Master and Mage
By Sam Davidson
Disclaimer: Susan Cooper graced the world with these characters, and we mortals may only pick them up and play with them, putting them back gratefully when we are done.
A/N: I miss writing fanfiction, so I have decided to have another go. Please tell me if it's crap, and I'll stop—otherwise I shall continue. Yes, as others I have written, it will be slash, though probably not for a while. I dedicate this chapter to countessvorkosigan, who wrote me some very nice reviews and convinced me to try writing something again.
Chapter Two: Chickens
Chickens are nasty creatures. Anyone who says otherwise has either spent too little time with them to know their true nature, or too much. Will Stanton did not like chickens. In fact, he did not particularly like most of the animals with whom he shared his rural Buckinghamshire life. He would take a book over an animal any day. A book does not bite you, it does not require you do feed it, it does not require you to clean up after it, and it smells nice. However, at least until he went off to Oxford, his role as official Stanton chicken feeder was not one to be shirked.

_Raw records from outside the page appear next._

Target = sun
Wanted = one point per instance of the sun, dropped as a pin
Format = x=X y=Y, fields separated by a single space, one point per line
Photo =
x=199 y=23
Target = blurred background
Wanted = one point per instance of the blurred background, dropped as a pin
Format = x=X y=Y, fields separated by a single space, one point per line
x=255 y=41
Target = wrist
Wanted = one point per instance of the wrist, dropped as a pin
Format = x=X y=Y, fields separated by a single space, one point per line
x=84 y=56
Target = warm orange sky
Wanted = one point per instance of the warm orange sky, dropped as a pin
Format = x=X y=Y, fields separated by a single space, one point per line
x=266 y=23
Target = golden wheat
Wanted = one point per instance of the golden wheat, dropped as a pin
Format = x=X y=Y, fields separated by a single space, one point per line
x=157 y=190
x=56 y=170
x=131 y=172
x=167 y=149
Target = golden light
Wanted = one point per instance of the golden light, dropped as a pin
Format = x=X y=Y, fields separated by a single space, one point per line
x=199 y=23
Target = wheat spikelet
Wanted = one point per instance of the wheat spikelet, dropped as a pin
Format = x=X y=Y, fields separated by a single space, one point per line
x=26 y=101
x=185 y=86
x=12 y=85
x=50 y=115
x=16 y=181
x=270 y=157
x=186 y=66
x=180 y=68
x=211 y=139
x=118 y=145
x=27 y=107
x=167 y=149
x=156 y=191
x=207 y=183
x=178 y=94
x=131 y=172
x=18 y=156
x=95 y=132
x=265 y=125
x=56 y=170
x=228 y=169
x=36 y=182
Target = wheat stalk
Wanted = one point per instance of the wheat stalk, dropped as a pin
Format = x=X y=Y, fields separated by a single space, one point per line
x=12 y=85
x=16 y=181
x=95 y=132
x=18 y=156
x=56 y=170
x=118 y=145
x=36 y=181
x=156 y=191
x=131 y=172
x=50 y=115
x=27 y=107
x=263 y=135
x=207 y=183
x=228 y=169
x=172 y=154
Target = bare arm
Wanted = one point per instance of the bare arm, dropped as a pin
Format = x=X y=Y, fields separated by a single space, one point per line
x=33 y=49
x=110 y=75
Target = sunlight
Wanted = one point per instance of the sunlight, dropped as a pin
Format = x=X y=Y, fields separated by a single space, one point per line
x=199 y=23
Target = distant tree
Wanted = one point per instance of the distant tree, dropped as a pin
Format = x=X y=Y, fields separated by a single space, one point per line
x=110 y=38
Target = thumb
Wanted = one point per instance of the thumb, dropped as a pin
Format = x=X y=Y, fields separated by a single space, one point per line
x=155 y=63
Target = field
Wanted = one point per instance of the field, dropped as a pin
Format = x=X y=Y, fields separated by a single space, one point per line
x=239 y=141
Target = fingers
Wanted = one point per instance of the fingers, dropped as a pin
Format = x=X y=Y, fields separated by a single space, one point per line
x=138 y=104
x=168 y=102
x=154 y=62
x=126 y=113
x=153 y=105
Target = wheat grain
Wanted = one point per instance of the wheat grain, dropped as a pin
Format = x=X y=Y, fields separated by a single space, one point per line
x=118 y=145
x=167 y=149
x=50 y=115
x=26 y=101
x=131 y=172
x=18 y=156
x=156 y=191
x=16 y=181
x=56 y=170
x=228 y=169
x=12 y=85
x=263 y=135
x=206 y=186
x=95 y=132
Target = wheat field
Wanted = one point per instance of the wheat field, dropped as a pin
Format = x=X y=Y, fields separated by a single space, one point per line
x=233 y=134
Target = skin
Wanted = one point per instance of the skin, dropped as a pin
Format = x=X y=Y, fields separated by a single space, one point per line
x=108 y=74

Returning from his brief stint as a Welsh road worker, as always when he returned from another place or time, Will made sure to appear out of site of any neighbours, most of whom would be rather put out by seeing the youngest Stanton boy suddenly shimmer into existence in the middle of the road. This accomplished, he walked the last stretch up to the house, but veered away from the front path and headed around the back to get the chicken feeding over with before going inside, so he wouldn't have to come back out again. Ducking into the henhouse, he pulled the lid off the bucket of feed and poured some out. "Here you go, you bloody birds, eat up! Or don't—see if I care. Foul looking stuff anyways."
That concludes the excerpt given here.